Thursday, December 23, 2010

DPI and Policy Management Vendors Are OK with New Net Neutrality

 
Some DPI and Policy Management vendors have already published their views on the new opportunities resulting from the recent adoption of Net Neutrality by the FCC (see my recent post "Net Neutrality Approval Reopens US Market for DPI and Policy Management" - here).

Openet's VP marketing, Michael Manzo, says in the company’s blog " One business model that Openet promotes is that the over-the-top providers share revenue with operators in order to have traffic prioritized and bandwidth shaped in order to guarantee high quality delivery.  Openet isn’t of the opinion that the ONLY option is for consumers to pay extra fees.  We simply believe that operators aren’t receiving a fair portion of the revenue in the value chain for their value within it."

See "What’s not being said in the Net Neutrality/Technology Debate" - here.

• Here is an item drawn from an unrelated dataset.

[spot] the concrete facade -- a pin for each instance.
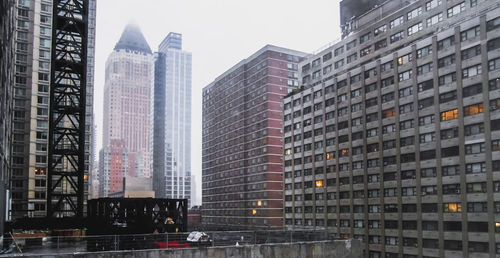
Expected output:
(394, 139)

See also "Allot - Openet: Monetizing and Controlling OTT Applications Use Cases" - here (and chart). 


Procera Networks' CEO, James Brear, says "Although the ruling might not deliver what either side of the debate was hoping for, it does support continued investment in network infrastructure by providing opportunities for innovative service offerings while preventing providers from blocking lawful over-the-top services. It leaves providers with room to offer service plans that are designed explicitly for over-the-top video services (e.g., a different usage plan for video services that is separate from regular data services) that enable high-volume video consumers to continue to enjoy the abundance of video available over the Internet. This ruling is positive for Procera by allowing our installed base of customers and new customers to take advantage of our industry-leading policy enforcement technology to create innovative service offerings that provide an opportunity for a return on continued investment in broadband network infrastructure."

See "FCC Net Neutrality Legislation Impact on Procera" - here.